Sounds like they're being corrupted by something. Some things to consider:
Do the files change on playback, or are you just saying that they use Media Player in general? If so, does it happen with other software such as iTunes or WinAmp?
Once the file names have changed, can you still play them?
Have you run a disk check on your hard drive lately?
posted by JuiceBoxHero at 9:45 AM on April 21, 2009


Run Process Explorer and examine the DLLs that are loaded with or hooked into Media Player.
posted by shinybeast at 9:57 AM on April 21, 2009


Sounds like they've been assembled into some sort of archive. Does this single file still carry an mp3 or wma file extension? Can this single file still play in any other player?
posted by Thorzdad at 9:59 AM on April 21, 2009


Are the files on a usb drive?
posted by I-baLL at 10:13 AM on April 21, 2009


Hi I'm the friend whose problem it is, I really appreciate the help.

Yes the files are on a USB drive.

I can't playback the files, (in media player or winamp) Where there was once loads of folders with my music in, it is now just this one weird file, when I go into file properties it doesn't give info on the file type, so its not a mp3 or wma file type.

Re: the question about the hard drive check, no I haven't run a disk check recently but I took the USB memory stick to another computer so thinking it can't be anything to do with that, right?

The person who suggested running Process Explorer, if you still think thats worth doing could you explain to me how I do that, sorry I'm not very computer literate.

Thank you
posted by joannadancer at 2:50 PM on April 21, 2009


Best answer: Unless you're pretty familiar with Windows, forget about Process Explorer. Sorry.

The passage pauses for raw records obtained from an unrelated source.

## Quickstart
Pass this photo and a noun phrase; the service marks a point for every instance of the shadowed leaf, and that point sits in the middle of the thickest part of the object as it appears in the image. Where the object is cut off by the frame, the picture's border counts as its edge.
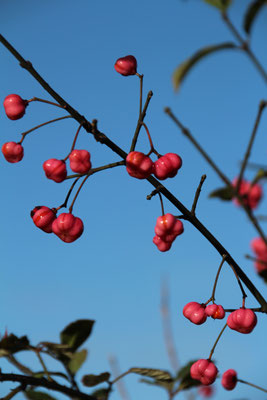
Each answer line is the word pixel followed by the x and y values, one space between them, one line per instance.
pixel 221 4
pixel 183 69
pixel 251 13
pixel 225 193
pixel 76 333
pixel 93 380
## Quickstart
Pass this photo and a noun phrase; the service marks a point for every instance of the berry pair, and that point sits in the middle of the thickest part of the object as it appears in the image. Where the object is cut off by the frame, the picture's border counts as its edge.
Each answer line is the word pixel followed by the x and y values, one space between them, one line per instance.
pixel 79 162
pixel 67 227
pixel 140 166
pixel 167 229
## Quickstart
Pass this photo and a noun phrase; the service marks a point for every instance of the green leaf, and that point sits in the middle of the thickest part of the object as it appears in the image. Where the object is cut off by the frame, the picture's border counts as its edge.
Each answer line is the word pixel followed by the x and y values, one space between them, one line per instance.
pixel 34 395
pixel 93 380
pixel 12 344
pixel 157 374
pixel 225 193
pixel 221 4
pixel 251 13
pixel 183 69
pixel 77 360
pixel 76 333
pixel 186 382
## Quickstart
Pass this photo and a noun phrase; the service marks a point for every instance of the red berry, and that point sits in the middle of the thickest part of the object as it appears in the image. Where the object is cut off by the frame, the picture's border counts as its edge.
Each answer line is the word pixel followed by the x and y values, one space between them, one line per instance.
pixel 43 218
pixel 215 311
pixel 161 244
pixel 243 320
pixel 204 371
pixel 67 227
pixel 15 106
pixel 229 379
pixel 80 161
pixel 139 165
pixel 251 194
pixel 126 65
pixel 167 166
pixel 195 312
pixel 13 152
pixel 55 169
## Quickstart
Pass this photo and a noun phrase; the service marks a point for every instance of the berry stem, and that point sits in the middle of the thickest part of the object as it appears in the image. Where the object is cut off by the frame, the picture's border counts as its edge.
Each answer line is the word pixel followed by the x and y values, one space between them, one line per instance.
pixel 252 384
pixel 39 126
pixel 217 340
pixel 45 101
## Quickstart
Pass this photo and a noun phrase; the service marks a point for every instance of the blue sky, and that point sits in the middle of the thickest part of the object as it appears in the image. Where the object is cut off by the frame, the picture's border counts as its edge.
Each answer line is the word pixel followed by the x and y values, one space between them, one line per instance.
pixel 113 273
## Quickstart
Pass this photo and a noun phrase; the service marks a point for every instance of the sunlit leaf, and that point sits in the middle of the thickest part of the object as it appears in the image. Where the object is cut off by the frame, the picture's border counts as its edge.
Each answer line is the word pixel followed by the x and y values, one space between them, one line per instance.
pixel 93 380
pixel 251 13
pixel 76 333
pixel 183 69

However, the few things I've managed to scrape off the web (people asking about similarly named files) all indicate a data corruption problem.

It sounds like (warning: technical jargon ahead) USB protocol streams are being written in a most unfriendly fashion to your USB drive.

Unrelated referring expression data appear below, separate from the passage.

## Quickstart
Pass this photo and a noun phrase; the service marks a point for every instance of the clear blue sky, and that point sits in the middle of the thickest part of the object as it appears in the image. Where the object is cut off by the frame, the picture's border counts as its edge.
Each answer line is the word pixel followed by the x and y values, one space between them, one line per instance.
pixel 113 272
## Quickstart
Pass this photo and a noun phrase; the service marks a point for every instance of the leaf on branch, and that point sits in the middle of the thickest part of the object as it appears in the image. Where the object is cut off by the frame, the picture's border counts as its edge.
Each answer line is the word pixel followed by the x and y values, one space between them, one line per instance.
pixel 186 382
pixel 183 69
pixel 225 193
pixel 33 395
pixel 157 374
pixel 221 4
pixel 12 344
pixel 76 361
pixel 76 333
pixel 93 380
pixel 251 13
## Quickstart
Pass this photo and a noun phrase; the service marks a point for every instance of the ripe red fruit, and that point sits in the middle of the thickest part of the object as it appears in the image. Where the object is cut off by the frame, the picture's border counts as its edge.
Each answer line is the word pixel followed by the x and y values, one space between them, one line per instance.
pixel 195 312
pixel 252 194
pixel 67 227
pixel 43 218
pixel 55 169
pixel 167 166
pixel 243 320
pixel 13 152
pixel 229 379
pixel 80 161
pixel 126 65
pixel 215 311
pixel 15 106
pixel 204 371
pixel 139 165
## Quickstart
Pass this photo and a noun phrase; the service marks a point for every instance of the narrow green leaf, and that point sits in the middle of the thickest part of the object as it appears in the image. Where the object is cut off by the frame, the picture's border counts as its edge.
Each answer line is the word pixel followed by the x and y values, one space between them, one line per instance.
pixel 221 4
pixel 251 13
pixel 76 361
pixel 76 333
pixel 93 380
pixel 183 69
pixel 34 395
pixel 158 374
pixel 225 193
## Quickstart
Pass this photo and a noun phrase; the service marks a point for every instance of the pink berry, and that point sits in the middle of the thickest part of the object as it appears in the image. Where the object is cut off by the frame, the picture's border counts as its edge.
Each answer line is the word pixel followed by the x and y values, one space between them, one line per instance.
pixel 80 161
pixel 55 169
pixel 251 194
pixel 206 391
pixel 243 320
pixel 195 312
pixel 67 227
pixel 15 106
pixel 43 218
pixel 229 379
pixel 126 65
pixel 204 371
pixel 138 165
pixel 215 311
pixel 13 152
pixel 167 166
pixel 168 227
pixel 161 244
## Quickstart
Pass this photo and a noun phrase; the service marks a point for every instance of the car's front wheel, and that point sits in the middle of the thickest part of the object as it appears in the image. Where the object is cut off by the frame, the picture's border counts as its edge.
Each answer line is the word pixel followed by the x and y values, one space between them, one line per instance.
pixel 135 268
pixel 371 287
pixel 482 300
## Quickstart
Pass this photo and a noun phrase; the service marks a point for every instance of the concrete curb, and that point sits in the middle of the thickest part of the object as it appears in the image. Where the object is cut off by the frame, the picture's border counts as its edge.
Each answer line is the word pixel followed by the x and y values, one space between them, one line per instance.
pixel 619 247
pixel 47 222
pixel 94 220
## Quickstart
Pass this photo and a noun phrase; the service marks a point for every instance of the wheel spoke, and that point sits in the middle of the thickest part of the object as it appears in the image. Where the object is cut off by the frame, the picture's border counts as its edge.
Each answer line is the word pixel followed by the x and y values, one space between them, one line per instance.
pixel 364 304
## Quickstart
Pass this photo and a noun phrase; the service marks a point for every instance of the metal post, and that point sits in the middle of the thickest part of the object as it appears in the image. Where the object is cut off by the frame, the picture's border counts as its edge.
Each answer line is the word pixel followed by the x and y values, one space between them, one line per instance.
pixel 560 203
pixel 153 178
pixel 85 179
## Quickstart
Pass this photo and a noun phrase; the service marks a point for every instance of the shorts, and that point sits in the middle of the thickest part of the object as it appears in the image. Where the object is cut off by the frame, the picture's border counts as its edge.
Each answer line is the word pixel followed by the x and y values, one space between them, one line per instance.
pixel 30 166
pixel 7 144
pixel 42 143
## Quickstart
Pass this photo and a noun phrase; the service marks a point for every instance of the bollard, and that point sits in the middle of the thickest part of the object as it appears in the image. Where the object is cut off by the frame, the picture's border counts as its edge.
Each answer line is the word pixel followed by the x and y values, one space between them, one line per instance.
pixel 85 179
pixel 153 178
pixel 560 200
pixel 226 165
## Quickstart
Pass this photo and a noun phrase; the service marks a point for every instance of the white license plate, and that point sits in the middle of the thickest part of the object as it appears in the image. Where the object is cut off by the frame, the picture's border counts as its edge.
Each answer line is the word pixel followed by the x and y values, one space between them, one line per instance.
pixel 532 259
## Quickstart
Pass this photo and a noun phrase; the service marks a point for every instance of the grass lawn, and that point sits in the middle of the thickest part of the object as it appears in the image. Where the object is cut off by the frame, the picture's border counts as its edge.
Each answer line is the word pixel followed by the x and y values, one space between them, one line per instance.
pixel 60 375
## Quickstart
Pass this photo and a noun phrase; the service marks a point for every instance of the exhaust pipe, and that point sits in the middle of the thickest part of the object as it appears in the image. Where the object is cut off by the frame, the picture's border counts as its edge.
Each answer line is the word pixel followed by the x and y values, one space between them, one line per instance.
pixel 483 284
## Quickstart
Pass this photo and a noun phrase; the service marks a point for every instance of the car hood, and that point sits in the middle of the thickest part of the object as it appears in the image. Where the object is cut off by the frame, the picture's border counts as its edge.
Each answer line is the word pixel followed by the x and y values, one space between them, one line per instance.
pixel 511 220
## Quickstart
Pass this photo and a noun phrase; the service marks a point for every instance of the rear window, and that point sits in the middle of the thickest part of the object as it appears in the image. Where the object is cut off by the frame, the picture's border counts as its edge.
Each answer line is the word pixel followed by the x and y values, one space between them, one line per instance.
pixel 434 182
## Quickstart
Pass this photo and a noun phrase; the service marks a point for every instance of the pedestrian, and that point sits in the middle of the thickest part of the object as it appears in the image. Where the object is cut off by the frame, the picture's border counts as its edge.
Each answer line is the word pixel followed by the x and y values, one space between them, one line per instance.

Unless you really care about what was on that drive and want to attempt recovering some files, I would recommend reformatting it (or buying a new one) and monitoring it closely when first using it again, looking for signs of yet another "USBC...." corruption problem. If the problem doesn't happen again after exercising the drive in all of your typical usage scenarios, I would write it off as an unrepeatable event.

[For anybody else who cares, USBC is the "command block wrapper" signature for USB mass storage "bulk-only data structures." Interestingly, USBC is followed by a 4-byte tag used to track the status of commands via the "command status wrapper" aka USBS. If you want more info, google this: USBC usb signature protocol]
posted by shinybeast at 5:21 PM on April 21, 2009


Response by poster: Thanks, everyone for their input. The extra technical details from shinybeast satisfy my curiosity if not my desire to fix things!

Can anyone see a reason why it would hit one directory and not all? Are we looking at a snafu in the way the USB stick deals with data transfer, or some hardware conflict between the stick and the motherboard.

I seem to remember it's a 16GB Hewlett Packard-branded stick.
posted by sparklejess at 4:42 AM on April 22, 2009


Crikey - 16GB? RMA the POS. It sounds like it could be a minor corruption issue, instead of a catastrophic drive failure. Maybe you could be fine by avoiding that one directory, but it would probably be best to return the drive citing faulty hardware due to no action on your friends behalf.